1.6 SIGNIFICANCE OF THE STUDY
The following are the significance of this study:
1. The results from this study will educate the general public on the roles and challenges of non-governmental organizations in rural development in Nigeria. It will also reveal the way out of the issue of rural underdevelopment.
2. This research will be a contribution to the body of literature in the area of the effect of personality trait on student’s academic performance, thereby constituting the empirical literature for future research in the subject area.
1.7 SCOPE/LIMITATIONS OF THE STUDY
This study will cover the role and challenges of non-governmental organizations in rural development in Nigeria.
LIMITATION OF STUDY
Financial constraint- Insufficient fund tends to impede the efficiency of the researcher in sourcing for the relevant materials, literature or information and in the process of data collection (internet, questionnaire and interview).

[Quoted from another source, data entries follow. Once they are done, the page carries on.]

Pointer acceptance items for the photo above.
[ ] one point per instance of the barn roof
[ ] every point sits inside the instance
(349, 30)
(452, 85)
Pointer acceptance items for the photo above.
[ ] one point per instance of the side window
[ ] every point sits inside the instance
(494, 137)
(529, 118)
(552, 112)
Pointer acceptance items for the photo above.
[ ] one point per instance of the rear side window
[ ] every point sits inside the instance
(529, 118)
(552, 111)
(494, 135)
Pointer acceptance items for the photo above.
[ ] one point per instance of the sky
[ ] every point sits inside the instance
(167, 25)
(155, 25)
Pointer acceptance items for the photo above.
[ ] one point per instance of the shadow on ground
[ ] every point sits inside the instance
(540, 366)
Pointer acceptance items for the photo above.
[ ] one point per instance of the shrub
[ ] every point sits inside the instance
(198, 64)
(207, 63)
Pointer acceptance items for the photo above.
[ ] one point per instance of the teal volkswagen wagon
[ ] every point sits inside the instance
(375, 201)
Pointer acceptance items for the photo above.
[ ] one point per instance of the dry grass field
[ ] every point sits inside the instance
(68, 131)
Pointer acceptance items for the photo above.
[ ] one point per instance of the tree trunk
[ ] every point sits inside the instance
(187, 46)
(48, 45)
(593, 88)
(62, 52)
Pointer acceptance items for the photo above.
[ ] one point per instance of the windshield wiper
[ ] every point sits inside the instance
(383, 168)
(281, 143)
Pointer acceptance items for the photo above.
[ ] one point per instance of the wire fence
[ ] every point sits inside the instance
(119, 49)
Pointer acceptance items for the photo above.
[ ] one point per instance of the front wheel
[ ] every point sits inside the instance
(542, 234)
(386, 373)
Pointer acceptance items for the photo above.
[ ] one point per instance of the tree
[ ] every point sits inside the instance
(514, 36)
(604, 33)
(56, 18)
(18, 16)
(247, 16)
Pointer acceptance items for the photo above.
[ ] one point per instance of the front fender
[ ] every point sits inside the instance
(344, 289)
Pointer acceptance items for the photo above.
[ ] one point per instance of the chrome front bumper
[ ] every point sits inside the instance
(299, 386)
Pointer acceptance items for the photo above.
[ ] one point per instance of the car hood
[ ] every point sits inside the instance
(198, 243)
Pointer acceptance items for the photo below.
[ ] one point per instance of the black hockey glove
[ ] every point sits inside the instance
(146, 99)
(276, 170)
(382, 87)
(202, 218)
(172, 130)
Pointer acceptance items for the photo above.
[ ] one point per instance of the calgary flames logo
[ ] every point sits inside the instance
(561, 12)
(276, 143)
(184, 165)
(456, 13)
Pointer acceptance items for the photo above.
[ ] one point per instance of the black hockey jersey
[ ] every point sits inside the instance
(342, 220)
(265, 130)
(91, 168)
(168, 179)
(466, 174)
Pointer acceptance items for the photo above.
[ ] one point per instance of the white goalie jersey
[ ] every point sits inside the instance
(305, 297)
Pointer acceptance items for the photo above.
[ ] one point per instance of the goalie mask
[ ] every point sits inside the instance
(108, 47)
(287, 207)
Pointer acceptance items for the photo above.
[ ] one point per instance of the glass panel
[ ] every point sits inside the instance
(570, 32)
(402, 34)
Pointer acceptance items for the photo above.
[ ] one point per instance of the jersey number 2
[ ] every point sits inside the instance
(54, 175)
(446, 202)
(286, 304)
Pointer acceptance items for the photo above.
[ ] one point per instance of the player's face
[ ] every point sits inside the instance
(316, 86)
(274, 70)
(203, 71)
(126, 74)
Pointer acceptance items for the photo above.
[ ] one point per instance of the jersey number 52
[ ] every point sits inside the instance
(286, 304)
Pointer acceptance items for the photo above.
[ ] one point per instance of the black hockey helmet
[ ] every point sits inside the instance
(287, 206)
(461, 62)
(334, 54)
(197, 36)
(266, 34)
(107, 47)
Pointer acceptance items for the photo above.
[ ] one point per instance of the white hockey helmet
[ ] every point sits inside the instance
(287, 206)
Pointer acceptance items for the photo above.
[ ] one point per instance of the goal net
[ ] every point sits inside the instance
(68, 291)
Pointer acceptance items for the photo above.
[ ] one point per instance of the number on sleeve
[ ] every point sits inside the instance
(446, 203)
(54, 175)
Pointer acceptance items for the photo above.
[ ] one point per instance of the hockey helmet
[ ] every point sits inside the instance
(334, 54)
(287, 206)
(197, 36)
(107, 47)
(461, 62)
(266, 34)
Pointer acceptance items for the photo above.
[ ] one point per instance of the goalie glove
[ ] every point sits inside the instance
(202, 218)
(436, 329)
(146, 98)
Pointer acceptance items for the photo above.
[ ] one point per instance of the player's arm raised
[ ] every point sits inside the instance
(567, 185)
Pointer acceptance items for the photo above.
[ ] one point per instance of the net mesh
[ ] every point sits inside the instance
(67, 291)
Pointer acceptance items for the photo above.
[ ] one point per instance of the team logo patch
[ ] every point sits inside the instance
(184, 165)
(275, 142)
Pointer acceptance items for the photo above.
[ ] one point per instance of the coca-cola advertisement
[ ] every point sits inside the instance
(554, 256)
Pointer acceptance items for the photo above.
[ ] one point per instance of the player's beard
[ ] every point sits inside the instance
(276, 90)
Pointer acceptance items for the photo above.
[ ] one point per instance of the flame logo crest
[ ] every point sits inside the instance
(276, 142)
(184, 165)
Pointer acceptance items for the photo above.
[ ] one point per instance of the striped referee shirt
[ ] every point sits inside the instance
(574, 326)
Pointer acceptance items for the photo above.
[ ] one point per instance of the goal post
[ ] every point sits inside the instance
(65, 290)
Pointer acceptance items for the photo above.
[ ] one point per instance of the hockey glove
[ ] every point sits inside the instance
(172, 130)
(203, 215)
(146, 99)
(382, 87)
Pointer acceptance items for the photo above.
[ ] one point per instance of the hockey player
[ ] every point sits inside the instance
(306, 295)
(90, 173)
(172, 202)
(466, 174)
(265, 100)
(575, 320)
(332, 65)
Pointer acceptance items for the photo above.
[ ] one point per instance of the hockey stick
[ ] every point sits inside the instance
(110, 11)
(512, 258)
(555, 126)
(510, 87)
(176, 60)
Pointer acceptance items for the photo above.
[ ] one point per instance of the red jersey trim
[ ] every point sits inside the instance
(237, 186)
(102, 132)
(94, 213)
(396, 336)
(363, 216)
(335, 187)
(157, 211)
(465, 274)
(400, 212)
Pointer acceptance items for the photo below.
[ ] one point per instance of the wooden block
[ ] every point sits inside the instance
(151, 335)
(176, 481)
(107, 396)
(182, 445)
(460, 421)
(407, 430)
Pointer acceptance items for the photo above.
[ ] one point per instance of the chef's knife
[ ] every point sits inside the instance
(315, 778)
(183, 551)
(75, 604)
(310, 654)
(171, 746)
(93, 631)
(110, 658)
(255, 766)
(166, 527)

Time constraint- The researcher will simultaneously engage in this study with other academic work. This consequently will cut down on the time devoted for the research work
1.8 DEFINITION OF TERMS
Non Governmental Organisations (NGO): Is any non-profit, voluntary citizens' group which is organized on a local, national or international level. It is a not-for-profit organization that is independent from states and international governmental organisations. They are usually funded by donations but some avoid formal funding altogether and are run primarily by volunteers.
Rural Development: Is the process of improving the quality of life and economic well-being of people living in relatively isolated and sparsely populated areas.
Abakare,C. O..The Concept of Rural Development.A summary,Inter-regional seminar on integrated Development, Cairo,1997, 210 –218 (8).
Lele,U. The Design of Rural Development from Africa (Baltimore: Holt Rinbert. 2007).
Mabogunje,A. L. 2008. The Development Process.Spatial Perspectives.Doctoral dissertation, Ibadan, University Press.
Okafor,F. C. “Basic Needs in Rural Nigeria”. Social Indicators research, 17(1) 1985, 115-122(4).
Olatunbosun,D. Nigeria’s Neglected Rural Majority (Ibadan: Oxford University Press 1995).
World Bank, Rural Development: A policy Analysis (Washington D. C: World Bank Press1995).